Pemilu yang dijadwal pada tanggal 14 Februari 2024 diikuti pula peserta perseorangan untuk Pemilu Anggota Dewan Perwakilan Daerah (DPD) RI dengan daerah pemilihan (dapil) 38 provinsi. Mereka memperebutkan empat kursi di setiap dapil.

Pada tahapan kampanye dan/atau masa tenang bisa jadi ada oknum calon anggota legislatif (caleg) dan/atau tim sukses pasangan calon mulai bergerilya dengan mendatangi rumah warga. Mereka memberi iming-iming sekian lembar uang rupiah untuk memilih caleg dan/atau paslon tertentu.

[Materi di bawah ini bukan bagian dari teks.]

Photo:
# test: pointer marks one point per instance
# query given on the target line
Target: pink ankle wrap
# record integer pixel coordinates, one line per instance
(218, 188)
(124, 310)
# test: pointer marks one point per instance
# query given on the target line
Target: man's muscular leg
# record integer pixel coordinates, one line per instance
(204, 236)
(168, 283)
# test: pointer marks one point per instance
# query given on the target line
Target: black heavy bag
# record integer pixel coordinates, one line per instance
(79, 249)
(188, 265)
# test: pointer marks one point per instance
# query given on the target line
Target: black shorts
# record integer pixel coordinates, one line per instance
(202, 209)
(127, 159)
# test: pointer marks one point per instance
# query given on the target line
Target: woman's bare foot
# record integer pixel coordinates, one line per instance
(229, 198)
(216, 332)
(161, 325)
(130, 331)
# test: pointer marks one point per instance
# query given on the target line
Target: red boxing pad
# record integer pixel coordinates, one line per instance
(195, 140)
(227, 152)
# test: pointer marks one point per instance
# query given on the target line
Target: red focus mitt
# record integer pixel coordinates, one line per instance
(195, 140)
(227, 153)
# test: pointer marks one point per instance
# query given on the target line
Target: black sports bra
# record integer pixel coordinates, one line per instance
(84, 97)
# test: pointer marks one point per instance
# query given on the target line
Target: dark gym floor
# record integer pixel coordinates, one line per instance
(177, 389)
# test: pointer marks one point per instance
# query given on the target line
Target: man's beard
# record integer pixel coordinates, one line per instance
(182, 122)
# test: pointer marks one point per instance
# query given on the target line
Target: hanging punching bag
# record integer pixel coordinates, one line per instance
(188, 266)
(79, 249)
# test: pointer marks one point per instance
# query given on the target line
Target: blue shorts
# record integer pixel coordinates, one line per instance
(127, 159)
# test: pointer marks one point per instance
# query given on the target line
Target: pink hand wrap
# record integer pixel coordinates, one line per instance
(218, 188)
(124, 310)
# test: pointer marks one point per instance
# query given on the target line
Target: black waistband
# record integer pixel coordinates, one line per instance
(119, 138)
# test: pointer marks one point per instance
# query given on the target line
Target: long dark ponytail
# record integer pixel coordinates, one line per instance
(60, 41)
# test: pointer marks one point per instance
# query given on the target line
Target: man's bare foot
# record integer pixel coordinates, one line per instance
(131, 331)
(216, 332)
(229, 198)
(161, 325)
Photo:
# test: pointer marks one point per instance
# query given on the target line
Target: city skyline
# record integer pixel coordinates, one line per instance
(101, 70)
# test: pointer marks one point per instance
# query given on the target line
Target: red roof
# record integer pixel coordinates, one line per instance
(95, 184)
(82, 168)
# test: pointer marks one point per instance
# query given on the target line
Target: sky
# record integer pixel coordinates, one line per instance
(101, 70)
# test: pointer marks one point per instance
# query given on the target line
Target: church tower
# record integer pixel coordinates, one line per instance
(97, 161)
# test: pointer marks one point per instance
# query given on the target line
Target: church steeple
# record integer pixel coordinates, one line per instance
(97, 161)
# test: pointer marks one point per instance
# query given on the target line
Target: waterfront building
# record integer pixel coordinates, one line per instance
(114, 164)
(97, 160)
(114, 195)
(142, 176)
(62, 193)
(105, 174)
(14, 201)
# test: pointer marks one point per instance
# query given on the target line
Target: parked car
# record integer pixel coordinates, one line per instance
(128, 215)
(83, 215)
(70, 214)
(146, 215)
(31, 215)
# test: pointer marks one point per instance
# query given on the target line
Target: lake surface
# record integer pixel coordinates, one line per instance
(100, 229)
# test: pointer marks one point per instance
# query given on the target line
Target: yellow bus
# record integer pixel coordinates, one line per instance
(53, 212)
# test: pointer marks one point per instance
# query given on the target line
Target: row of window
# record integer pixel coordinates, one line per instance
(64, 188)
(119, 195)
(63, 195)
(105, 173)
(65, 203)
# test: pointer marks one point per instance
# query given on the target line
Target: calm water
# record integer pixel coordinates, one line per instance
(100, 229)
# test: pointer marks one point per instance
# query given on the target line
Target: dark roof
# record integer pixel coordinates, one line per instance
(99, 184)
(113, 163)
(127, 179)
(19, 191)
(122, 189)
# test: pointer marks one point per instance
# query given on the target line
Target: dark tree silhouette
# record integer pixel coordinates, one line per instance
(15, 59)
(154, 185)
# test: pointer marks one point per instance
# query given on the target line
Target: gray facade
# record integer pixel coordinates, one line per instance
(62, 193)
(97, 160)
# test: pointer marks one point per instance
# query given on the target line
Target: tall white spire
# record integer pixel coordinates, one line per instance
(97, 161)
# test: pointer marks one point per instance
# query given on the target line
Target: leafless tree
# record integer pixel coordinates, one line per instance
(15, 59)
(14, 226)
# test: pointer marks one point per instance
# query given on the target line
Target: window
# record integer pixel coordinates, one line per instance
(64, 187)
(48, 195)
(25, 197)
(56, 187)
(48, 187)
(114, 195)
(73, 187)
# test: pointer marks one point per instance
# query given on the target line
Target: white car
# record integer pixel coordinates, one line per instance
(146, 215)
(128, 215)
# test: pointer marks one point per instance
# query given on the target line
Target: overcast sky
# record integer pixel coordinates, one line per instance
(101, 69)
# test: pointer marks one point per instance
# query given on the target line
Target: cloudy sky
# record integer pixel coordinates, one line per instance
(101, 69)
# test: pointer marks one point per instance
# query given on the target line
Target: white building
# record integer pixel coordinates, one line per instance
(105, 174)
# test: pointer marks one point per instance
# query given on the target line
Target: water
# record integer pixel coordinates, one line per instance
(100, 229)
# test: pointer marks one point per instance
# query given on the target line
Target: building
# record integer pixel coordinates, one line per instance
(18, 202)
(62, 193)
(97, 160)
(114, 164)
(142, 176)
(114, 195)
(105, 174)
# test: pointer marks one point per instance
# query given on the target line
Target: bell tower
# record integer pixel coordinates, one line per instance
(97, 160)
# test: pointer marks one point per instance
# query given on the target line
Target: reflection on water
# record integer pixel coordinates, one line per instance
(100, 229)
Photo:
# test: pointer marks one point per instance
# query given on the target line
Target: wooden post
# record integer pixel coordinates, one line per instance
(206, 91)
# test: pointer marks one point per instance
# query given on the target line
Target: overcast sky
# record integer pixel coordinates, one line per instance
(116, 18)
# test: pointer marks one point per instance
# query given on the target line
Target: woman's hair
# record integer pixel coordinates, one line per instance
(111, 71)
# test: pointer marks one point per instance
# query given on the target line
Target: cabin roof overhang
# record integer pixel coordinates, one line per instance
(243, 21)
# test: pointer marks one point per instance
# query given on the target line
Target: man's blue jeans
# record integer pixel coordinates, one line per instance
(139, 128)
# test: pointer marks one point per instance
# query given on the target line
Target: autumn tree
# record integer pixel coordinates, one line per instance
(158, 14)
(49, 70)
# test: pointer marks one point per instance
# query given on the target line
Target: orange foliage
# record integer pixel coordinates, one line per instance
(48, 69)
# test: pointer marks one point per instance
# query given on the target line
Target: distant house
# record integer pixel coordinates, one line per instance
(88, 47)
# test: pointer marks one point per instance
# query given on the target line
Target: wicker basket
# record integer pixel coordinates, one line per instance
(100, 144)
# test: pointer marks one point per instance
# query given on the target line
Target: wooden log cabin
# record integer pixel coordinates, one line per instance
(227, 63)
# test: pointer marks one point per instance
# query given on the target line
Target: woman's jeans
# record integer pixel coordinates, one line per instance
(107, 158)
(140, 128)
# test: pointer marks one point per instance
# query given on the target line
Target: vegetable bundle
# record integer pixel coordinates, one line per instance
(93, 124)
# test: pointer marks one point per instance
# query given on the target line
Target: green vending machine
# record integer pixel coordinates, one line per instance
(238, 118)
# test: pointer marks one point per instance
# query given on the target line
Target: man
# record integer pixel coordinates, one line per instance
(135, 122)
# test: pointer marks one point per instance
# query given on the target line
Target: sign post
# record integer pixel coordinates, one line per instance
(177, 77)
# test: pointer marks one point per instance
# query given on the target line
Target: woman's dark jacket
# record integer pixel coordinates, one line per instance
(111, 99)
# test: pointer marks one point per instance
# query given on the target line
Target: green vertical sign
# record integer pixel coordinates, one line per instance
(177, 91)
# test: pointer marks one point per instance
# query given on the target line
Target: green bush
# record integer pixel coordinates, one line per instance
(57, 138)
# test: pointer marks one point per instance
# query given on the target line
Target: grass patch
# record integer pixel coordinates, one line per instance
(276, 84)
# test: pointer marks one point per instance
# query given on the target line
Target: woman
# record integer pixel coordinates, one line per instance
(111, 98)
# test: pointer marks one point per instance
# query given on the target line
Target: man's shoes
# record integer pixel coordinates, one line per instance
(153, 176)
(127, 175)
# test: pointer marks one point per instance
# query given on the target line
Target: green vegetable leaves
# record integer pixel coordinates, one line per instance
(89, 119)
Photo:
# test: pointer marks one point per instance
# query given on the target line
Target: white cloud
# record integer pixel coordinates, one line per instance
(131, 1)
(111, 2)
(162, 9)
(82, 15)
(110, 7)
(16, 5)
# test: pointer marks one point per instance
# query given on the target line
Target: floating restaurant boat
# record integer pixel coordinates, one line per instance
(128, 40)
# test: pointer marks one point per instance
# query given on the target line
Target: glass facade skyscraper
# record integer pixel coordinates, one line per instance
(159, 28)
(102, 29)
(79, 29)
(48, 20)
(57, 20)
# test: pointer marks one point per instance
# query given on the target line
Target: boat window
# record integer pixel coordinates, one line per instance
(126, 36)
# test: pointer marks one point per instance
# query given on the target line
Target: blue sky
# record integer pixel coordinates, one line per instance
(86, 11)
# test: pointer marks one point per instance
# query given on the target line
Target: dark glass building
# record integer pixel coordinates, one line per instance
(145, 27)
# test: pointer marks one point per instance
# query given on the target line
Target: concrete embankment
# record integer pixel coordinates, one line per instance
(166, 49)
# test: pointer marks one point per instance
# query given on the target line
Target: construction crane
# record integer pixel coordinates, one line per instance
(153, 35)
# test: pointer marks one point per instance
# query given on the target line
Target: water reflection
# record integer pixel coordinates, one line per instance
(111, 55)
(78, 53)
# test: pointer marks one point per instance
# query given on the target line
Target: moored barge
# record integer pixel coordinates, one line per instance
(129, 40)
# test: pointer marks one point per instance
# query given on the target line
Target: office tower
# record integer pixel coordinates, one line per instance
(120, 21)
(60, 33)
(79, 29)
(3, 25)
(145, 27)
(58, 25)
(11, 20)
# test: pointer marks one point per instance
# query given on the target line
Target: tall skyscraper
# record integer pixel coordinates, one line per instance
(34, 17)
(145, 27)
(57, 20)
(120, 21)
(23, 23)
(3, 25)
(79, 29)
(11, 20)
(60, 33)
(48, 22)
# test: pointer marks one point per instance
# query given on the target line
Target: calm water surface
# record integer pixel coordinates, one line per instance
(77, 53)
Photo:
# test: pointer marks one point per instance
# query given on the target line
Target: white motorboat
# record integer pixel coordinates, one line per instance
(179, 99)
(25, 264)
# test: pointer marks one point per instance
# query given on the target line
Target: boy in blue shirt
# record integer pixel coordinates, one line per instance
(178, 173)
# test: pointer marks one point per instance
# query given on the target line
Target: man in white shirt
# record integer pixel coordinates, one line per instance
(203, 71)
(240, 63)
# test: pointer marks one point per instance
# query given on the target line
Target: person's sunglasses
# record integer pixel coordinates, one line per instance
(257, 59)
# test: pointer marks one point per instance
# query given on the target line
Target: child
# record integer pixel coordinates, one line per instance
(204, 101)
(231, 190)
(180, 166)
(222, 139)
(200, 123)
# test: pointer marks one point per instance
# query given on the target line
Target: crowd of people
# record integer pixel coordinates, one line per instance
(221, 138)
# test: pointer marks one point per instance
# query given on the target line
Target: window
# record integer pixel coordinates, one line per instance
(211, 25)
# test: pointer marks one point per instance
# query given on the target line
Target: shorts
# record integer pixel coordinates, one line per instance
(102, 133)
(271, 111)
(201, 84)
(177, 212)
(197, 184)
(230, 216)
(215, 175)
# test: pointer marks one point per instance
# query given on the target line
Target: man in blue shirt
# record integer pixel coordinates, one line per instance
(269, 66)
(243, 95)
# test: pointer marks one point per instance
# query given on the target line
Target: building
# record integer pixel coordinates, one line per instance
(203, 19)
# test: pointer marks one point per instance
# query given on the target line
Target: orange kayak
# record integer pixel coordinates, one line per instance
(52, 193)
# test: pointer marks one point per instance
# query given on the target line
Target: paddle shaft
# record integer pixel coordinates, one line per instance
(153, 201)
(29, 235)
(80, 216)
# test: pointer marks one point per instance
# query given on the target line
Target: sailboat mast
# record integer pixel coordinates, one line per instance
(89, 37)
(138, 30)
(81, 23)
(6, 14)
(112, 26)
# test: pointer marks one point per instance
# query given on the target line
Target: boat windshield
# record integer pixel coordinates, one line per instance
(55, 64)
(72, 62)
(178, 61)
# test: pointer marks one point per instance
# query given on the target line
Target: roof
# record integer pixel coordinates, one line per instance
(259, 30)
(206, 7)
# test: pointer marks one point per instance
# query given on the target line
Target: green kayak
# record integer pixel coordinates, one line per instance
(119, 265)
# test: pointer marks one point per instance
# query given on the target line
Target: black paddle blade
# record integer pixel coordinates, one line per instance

Di sinilah pentingnya kepedulian warga di tingkat rukun tetangga (RT) dan rukun warga (RW) untuk meminimalkan praktik politik uang (money politic) di lingkungan sekitar. Oknum caleg akan berpikir seribu kali jika menghadapi masyarakat yang melek pemilu.

Apalagi, ketentuan praktik politik uang ini sudah jelas diatur dalam Undang-Undang Nomor 7 Tahun 2017 tentang Pemilihan Umum sebagaimana diubah dengan UU Nomor 7 Tahun 2023.

Disebutkan dalam Pasal 278 ayat (2) bahwa selama masa tenang, pelaksana, peserta, dan/atau tim kampanye pemilu presiden dan wakil presiden dilarang menjanjikan atau memberikan imbalan kepada pemilih untuk memilih pasangan calon, parpol peserta pemilu tertentu, dan/atau caleg tertentu.

Bahkan, mereka yang menyuruh golput atau tidak menggunakan hak pilihnya pada pemilu mendatang pun terancam pidana penjara paling lama 4 tahun dan denda paling banyak Rp48 juta (vide Pasal 523 UU Pemilu).

Larangan dalam kampanye juga termaktub dalam Pasal 280 dan Pasal 284. Sanksi atas pelanggaran larangan kampanye diatur dalam Pasal 515 dan Pasal 523 UU Pemilu.

Dalam Pasal 515 menyebutkan bahwa setiap orang yang dengan sengaja pada saat pemungutan suara menjanjikan atau memberikan uang atau materi lainnya kepada pemilih supaya tidak menggunakan hak pilihnya atau memilih peserta pemilu tertentu atau menggunakan hak pilihnya dengan cara tertentu sehingga surat suaranya tidak sah, dipidana dengan pidana penjara paling lama 3 tahun dan denda paling banyak Rp36 juta.

Bahkan, ditegaskan pula dalam Pasal 286 bahwa pasangan calon maupun caleg jika terbukti melakukan praktik politik uang dapat dikenai sanksi administratif pembatalan sebagai pasangan calon dan caleg oleh KPU, ditambah lagi sanksi pidana.

Pengawasan yang ketat dari masyarakat ini sangat penting supaya pasangan calon dan/atau caleg menjunjung kesportifan dalam kontestasi Pemilu 2024.